Ursula von der Leyen ist auf einer Reise irgendwo zwischen Gegenwart und Vergangenheit. An diesem Morgen ist die Zeit der Geschichte. Die Verteidigungsministerin steht in der „Halle der Namen“ in der Holocaust-Gedenkstätte Yad Vashem in Jerusalem. Hier sind Gedenkblätter mit den Namen von 4,5 Millionen Juden aufgereiht, die den Verbrechen der Nazis zum Opfer fielen.

Die Eindrücke in Yad Vashem träfen einen mit ungeheurer Wucht, sagt von der Leyen nach dem Besuch. Es ist nicht ihr erstes Mal in der Holocaust-Gedenkstätte. Aber mit jedem Mal werde es schwerer, sagt sie. Die NS-Vergangenheit lastet seit jeher schwer auf den deutsch-israelischen Beziehungen. Doch auch in der Gegenwart ist das Verhältnis kein einfaches.

Von der Leyen ist zum ersten Mal als Verteidigungsministerin in Israel. Der Anlass ist ein diplomatisches Jubiläum: Auf den Tag genau vor 50 Jahren nahmen Deutschland und Israel diplomatische Beziehungen auf. Von der Leyen macht für die Bundesregierung in Israel die Honneurs und preist die deutsch-israelische Freundschaft, während der israelische Präsident Reuven Rivlin parallel in Deutschland zu Gast ist. Ihr Besuch fällt in eine Zeit des Umbruchs: Mitte März waren Parlamentswahlen in Israel, die Regierungsbildung zog sich lange hin.

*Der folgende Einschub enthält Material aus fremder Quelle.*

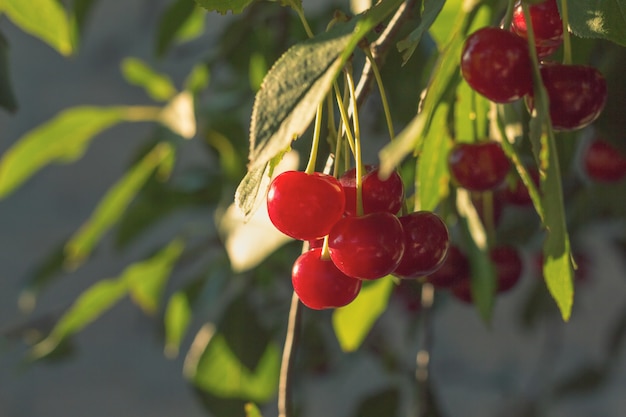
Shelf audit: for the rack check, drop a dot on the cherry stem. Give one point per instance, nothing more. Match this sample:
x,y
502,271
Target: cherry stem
x,y
381,89
310,167
567,42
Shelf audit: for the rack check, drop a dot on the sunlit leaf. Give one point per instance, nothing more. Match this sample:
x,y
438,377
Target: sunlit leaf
x,y
45,19
113,204
62,139
158,86
353,322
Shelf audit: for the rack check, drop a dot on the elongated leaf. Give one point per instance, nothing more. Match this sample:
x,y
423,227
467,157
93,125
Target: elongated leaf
x,y
224,6
113,204
62,139
45,19
604,19
431,10
213,367
353,322
7,98
101,296
158,86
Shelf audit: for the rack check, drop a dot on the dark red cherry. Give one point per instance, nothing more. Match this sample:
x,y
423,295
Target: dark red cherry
x,y
426,243
455,268
305,206
378,195
319,284
547,26
603,162
496,64
479,166
367,247
577,94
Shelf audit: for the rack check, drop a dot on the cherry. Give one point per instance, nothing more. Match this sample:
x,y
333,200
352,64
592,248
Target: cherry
x,y
319,284
426,244
455,268
305,206
367,247
378,195
496,64
547,26
603,162
479,166
577,94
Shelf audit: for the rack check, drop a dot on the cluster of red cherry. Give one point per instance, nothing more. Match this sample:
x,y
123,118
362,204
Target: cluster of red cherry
x,y
351,242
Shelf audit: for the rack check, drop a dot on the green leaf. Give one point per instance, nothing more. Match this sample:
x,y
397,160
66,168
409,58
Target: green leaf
x,y
433,177
224,6
353,322
158,86
171,21
604,19
45,19
62,139
213,367
431,9
101,296
7,97
113,205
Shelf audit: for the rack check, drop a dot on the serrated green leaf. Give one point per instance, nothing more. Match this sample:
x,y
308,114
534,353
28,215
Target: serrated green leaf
x,y
212,367
158,86
353,322
100,297
45,19
224,6
62,139
432,179
605,19
113,204
431,9
7,97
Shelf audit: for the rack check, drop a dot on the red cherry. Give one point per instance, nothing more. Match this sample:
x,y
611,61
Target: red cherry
x,y
577,95
479,166
603,162
305,206
319,284
496,64
426,243
455,268
367,247
378,195
547,26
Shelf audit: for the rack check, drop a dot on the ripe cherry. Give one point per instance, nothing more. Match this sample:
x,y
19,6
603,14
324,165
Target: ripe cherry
x,y
547,26
378,195
603,162
319,284
479,166
305,206
577,94
426,243
455,268
367,247
496,64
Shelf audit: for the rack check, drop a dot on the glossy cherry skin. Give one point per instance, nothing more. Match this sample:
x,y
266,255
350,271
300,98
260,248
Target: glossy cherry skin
x,y
426,243
319,284
305,206
547,26
479,166
577,94
377,195
603,162
496,64
454,269
368,246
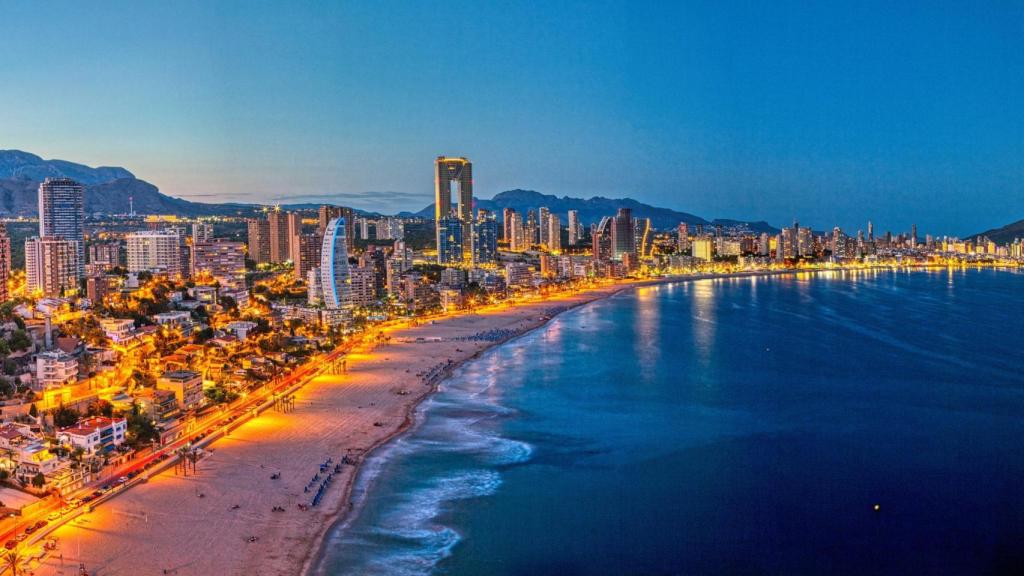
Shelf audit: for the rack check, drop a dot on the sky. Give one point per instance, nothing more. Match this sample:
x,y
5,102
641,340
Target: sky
x,y
829,113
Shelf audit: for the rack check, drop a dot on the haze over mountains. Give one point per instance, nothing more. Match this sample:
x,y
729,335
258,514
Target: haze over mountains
x,y
108,190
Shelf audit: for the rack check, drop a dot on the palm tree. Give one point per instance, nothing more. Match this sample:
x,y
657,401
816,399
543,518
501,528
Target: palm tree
x,y
12,561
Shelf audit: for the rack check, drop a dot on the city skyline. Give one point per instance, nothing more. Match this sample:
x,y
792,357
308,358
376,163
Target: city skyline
x,y
833,115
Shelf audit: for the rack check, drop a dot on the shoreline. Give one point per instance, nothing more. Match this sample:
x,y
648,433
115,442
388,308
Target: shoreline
x,y
341,415
414,418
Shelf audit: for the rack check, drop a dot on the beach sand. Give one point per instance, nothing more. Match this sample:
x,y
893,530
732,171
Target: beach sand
x,y
166,525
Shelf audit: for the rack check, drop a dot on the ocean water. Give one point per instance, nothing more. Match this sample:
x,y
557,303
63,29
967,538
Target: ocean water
x,y
728,426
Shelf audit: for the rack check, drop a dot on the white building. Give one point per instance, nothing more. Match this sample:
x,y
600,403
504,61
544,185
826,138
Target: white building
x,y
95,435
118,329
155,251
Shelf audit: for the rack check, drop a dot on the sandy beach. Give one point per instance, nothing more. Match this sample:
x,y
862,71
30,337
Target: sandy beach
x,y
222,520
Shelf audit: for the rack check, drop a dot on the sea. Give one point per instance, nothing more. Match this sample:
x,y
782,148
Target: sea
x,y
847,422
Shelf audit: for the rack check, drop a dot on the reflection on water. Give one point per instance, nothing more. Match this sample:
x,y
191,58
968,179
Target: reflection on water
x,y
774,413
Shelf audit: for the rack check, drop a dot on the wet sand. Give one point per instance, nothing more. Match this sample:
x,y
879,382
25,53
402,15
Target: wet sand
x,y
166,525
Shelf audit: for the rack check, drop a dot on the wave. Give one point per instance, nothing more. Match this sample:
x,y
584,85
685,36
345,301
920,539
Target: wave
x,y
408,539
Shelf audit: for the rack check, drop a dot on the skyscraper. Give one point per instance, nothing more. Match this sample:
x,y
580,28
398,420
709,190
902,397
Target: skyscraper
x,y
623,235
507,223
61,214
259,241
334,266
281,225
517,242
543,229
306,250
327,213
484,238
554,233
458,172
450,241
4,262
51,265
574,228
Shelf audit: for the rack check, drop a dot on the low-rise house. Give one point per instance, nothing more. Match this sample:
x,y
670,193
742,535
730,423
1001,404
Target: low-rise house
x,y
55,369
241,328
118,329
187,387
160,405
97,434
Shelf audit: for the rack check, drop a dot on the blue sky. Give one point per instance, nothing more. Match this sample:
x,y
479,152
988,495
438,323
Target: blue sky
x,y
830,113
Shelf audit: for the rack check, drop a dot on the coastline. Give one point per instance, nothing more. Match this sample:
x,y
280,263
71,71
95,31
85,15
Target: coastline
x,y
297,547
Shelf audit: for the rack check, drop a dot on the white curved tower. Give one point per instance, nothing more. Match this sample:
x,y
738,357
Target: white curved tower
x,y
335,280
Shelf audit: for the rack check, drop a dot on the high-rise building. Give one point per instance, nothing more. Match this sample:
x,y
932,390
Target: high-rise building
x,y
306,250
554,233
529,229
544,231
61,213
376,259
458,172
704,248
335,282
484,238
683,242
363,285
51,265
155,251
517,242
4,263
601,240
202,233
623,235
281,227
104,254
327,213
223,260
450,241
507,224
574,228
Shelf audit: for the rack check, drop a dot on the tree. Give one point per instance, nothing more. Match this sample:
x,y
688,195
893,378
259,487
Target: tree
x,y
13,562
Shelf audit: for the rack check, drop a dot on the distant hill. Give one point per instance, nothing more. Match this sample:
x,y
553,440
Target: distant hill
x,y
107,189
1004,235
593,210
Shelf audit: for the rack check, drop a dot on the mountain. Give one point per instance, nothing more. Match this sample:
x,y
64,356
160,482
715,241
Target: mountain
x,y
1004,235
107,189
594,209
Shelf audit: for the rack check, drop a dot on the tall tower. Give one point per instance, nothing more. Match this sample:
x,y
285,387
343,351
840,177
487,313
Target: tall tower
x,y
4,262
61,213
459,171
573,227
335,277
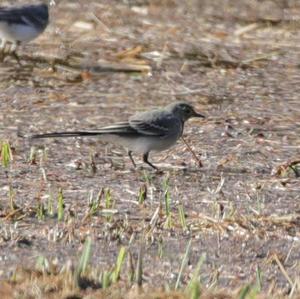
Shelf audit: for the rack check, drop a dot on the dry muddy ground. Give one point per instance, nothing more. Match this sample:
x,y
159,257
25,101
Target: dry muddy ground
x,y
235,61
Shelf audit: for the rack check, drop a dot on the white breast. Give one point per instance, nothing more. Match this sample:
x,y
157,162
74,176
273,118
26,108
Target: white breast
x,y
17,32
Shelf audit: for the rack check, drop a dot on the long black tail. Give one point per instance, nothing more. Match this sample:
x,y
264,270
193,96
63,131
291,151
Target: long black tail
x,y
64,134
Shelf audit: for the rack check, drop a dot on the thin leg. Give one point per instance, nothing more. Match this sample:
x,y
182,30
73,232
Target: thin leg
x,y
131,158
145,159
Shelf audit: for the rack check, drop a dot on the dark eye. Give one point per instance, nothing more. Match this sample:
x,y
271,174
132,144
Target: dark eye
x,y
186,109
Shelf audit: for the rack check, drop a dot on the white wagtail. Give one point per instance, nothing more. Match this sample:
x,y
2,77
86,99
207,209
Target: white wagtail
x,y
21,25
154,130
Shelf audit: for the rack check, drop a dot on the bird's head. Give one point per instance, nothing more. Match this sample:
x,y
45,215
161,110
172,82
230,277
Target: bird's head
x,y
184,110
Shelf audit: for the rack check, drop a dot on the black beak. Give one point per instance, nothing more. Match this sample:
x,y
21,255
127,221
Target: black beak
x,y
196,114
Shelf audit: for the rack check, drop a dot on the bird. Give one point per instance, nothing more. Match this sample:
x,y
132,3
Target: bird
x,y
21,24
153,130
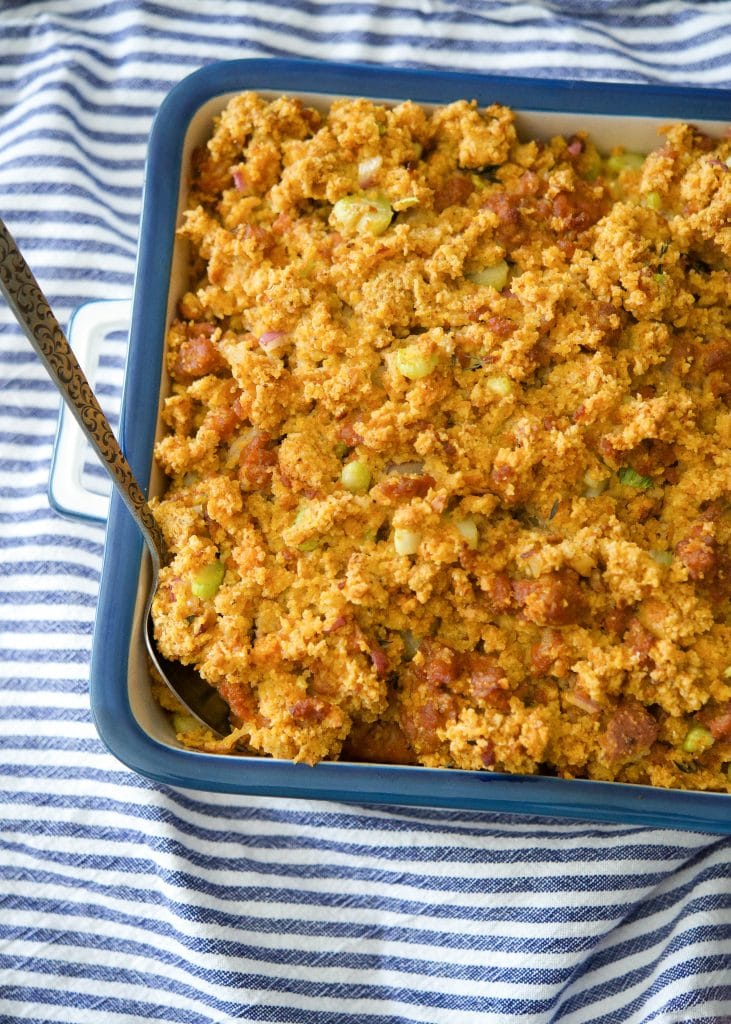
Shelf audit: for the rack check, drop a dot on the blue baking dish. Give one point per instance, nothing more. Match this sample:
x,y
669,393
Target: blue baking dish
x,y
128,721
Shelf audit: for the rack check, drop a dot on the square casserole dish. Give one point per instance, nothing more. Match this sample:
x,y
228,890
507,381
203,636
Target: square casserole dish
x,y
128,720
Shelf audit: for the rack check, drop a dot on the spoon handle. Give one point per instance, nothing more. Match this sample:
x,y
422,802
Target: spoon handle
x,y
34,314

Der alte und auch künftige israelische Ministerpräsident Benjamin Netanjahu stellte erst vor wenigen Tagen ein neues rechts-religiöses Bündnis auf die Beine – mit einer hauchdünnen Mehrheit von einer Stimme im Parlament. Das Kabinett muss aber noch vereidigt werden. Von der Leyen hat es also noch mit einer Übergangsregierung zu tun bei ihrem Besuch.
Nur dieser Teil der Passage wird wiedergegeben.